Unemployment Drops Below 3% In Nebraska
The U.S. economy has added enough workers since unemployment hit 10% at the depths of the recession that the national jobless rate has moved down to 5.5%. The recovery has been fairly even, recently, with almost all states reaching a level of stability. According to the BLS:
Regional and state unemployment rates were little changed in May. Twenty-five states had unemployment rate increases from April, 9 states and the District of Columbia had decreases, and 16 states had no change, the U.S. Bureau of Labor Statistics reported today. Forty-five states and the District of Columbia had unemployment rate decreases from a year earlier and five states had increases. The national jobless rate was essentially unchanged from April at 5.5 percent and was 0.8 percentage point lower than in May 2014.
However, as exceptions, in several states, the jobless rate remains above 6%. And, in several more the rate has fallen below 4%. And, Nebraska’s unemployment rate has improved enough that it had the lowest jobless level among all states last month at 2.6%.
Another example of how patchy the recovery has been in a small number of states is that the jobless rates in Nevada and West Virginia are at 7% or above.
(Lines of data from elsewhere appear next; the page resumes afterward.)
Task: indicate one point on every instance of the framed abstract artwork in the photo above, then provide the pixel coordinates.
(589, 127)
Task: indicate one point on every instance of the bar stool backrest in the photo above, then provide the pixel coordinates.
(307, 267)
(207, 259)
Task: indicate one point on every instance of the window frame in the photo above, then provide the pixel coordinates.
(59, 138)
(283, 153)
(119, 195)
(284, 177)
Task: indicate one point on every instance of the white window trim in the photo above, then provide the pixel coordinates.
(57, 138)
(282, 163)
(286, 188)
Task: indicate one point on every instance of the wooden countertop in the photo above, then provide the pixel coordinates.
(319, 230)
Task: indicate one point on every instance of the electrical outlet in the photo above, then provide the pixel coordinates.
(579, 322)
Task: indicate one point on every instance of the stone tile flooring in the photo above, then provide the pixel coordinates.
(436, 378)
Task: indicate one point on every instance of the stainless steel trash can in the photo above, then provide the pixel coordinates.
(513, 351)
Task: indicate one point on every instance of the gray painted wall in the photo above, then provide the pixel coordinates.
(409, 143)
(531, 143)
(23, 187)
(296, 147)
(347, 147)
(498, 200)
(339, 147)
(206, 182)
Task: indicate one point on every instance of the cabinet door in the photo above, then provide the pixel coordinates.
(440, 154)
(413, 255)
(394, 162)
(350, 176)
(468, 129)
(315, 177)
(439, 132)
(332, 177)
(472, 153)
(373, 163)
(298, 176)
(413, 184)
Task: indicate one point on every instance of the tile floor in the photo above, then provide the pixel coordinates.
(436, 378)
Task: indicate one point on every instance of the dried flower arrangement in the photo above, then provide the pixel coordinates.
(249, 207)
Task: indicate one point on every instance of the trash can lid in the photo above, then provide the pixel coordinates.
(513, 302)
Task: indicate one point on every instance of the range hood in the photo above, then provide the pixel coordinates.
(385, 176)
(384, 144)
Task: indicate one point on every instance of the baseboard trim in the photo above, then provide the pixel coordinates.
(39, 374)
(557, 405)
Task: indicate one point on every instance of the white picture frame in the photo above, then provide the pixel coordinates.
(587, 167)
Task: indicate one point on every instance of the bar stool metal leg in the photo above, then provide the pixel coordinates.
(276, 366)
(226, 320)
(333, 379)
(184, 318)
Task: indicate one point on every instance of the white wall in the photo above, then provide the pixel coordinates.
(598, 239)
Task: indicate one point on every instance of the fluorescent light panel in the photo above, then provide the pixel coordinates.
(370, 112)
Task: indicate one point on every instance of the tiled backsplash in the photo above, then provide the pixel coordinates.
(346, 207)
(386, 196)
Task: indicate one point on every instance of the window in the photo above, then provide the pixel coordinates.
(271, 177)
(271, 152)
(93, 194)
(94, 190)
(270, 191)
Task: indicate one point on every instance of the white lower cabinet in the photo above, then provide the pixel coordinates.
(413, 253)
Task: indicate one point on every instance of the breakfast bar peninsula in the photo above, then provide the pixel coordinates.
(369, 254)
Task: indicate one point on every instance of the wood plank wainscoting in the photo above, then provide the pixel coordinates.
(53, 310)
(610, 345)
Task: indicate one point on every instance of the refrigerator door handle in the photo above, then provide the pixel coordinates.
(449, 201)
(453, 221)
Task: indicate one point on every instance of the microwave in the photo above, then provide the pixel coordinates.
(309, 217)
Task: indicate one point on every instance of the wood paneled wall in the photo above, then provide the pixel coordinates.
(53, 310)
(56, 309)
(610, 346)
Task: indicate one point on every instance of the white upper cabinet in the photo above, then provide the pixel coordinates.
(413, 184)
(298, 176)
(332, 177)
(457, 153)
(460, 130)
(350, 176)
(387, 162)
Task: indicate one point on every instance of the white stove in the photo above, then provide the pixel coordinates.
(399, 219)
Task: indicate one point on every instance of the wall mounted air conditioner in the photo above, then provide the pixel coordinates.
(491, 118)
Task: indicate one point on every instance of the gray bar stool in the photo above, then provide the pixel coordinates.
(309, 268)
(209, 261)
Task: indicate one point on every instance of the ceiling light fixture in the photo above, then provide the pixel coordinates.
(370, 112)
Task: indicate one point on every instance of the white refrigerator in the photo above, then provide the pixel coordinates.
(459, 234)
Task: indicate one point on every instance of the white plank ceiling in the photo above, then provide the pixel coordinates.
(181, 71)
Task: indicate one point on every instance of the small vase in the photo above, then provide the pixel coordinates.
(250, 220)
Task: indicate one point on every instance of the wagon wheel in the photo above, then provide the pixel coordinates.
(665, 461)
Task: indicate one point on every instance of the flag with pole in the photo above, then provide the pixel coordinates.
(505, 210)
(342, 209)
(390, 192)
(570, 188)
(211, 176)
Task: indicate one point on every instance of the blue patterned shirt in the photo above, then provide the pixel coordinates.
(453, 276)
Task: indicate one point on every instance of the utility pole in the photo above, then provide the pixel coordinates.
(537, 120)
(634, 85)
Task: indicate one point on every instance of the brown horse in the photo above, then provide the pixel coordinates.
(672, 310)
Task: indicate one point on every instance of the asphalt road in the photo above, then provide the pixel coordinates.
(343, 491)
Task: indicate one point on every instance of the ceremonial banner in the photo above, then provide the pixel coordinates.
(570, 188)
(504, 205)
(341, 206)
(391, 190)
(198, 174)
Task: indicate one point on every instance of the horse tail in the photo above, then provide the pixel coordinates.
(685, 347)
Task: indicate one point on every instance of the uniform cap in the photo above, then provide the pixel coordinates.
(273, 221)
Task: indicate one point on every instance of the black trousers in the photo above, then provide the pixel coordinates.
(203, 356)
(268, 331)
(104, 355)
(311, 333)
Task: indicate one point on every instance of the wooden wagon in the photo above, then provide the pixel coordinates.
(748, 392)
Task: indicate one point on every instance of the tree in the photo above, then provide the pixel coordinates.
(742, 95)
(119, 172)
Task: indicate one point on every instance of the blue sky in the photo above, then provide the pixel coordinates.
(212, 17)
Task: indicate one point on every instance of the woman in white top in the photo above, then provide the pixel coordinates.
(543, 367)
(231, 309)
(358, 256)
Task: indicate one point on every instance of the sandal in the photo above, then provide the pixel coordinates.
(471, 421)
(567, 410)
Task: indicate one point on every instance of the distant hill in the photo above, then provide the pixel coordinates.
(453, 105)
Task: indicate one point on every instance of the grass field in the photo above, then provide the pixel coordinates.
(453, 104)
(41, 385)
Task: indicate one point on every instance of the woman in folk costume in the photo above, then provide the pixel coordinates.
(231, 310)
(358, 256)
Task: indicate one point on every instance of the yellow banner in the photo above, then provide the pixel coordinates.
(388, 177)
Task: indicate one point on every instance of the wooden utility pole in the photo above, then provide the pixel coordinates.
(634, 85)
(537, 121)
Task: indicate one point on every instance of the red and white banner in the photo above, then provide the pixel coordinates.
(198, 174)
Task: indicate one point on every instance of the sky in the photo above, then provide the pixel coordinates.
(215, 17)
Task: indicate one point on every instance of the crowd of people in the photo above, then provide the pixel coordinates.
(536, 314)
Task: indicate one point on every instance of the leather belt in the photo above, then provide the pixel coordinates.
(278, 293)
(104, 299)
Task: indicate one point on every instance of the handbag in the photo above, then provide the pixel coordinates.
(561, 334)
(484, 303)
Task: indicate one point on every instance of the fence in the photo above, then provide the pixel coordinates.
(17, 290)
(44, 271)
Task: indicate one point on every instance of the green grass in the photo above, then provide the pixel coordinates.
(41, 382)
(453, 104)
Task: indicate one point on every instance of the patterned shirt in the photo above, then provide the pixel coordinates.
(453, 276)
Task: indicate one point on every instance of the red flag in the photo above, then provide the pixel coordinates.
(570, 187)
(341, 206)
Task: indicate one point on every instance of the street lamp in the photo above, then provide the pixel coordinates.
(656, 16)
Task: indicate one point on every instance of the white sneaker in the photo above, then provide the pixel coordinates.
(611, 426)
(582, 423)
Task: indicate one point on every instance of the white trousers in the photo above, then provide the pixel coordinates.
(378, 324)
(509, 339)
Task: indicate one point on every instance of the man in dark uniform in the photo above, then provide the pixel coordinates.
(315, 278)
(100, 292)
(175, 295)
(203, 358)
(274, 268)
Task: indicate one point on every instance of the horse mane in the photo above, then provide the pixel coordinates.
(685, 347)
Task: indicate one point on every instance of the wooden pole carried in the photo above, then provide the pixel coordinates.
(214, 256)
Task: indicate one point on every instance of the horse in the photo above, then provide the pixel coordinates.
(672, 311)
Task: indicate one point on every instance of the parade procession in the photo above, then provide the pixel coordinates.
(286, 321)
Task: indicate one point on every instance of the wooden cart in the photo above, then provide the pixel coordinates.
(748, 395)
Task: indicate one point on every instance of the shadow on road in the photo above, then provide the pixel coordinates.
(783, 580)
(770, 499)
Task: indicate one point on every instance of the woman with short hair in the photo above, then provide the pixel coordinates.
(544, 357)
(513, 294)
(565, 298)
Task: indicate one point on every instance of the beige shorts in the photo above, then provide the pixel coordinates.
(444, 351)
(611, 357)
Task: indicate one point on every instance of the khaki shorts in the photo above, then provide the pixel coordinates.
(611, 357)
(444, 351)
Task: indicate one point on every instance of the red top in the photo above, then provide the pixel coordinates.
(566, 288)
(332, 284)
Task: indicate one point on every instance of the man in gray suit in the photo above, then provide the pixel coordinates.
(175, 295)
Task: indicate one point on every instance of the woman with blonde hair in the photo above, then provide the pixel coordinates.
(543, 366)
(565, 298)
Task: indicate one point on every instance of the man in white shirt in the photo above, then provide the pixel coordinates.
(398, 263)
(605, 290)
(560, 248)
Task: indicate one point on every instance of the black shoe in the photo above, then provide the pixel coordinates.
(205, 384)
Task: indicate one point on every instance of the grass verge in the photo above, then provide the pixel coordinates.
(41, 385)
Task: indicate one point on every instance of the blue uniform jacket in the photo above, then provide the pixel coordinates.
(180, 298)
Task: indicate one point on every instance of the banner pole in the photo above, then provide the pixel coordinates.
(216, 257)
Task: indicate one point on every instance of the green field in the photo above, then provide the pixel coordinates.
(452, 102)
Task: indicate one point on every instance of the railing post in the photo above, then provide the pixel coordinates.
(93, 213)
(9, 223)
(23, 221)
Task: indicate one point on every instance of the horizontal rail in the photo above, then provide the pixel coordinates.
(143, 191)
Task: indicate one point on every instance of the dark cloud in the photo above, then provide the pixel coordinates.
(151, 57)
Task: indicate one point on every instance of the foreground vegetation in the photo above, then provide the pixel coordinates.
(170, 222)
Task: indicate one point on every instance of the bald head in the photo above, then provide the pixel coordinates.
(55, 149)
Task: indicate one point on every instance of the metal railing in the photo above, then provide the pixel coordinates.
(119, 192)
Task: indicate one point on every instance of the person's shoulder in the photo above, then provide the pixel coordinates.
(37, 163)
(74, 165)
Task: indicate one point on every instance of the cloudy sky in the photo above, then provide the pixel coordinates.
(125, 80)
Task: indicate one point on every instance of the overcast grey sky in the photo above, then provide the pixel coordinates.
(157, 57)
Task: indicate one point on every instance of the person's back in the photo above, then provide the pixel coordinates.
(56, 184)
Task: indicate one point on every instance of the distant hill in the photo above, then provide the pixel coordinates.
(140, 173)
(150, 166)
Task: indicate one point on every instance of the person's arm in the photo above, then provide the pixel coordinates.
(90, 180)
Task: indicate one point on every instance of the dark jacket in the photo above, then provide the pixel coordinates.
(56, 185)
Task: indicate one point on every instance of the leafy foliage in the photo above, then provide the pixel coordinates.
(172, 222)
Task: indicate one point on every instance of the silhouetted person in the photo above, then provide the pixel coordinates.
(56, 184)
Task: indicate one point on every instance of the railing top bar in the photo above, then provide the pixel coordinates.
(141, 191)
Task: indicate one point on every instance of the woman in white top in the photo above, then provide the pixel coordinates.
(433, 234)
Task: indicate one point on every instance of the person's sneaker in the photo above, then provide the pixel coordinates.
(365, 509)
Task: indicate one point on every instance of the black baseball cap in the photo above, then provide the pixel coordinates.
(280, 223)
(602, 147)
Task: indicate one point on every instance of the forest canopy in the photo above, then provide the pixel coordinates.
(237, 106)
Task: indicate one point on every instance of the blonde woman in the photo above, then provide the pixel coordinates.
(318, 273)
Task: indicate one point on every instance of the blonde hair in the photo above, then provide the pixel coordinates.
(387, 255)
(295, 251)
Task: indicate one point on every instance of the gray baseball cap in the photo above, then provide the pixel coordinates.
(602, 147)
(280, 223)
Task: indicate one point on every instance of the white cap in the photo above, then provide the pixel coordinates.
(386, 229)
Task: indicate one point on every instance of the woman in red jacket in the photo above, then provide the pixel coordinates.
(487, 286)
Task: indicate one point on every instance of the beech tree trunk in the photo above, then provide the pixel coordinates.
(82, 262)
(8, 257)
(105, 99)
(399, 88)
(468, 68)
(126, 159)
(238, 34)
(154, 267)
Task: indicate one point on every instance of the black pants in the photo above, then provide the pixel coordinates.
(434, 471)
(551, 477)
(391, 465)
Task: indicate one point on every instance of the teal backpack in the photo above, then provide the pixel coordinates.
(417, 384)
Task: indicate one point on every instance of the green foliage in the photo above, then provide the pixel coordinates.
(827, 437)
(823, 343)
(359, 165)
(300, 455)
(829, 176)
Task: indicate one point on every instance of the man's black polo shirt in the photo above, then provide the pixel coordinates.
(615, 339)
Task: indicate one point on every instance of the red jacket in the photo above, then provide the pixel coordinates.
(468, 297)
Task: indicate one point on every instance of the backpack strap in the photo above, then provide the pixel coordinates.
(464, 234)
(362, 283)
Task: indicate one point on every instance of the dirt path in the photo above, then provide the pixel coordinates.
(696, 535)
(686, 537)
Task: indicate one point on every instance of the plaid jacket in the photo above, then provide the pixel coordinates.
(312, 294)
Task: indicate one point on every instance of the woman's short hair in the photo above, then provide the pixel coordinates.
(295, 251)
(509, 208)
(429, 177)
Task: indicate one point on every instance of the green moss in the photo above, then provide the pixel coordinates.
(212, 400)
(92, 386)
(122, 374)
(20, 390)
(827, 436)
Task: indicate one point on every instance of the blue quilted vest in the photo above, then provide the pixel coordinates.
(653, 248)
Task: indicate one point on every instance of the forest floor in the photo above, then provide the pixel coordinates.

On the other hand, it is below 4% in Idaho, Montana, New Hampshire, North Dakota, South Dakota, Utah, and Vermont. Some economists would argue that none of these numbers mean much, at least in terms of affecting the national average. None of theses are among the larger states in terms of population. A better measure would be to look at California were the rate is 6.4%, Florida where the rate is 5.7%, or Texas at 4.2%. Texas remains something of an economic miracle as the state adds tens of thousands of workers every month, due, in part, because its large mix of industries, led by tech and energy.
What many of the states with low unemployment have in common, particularly those in the Plains, is that they have small populations spread over vast areas. The population is the more important of the two factors. North Dakota is an example. It has a civilian labor force of 420,000. One industry, fracking, has added enough jobs to the small total that unemployment has been driven down well below the national average. Unfortunately for state residents, this will change if oil prices remain low and the fracking industry is battered because of its relatively high costs.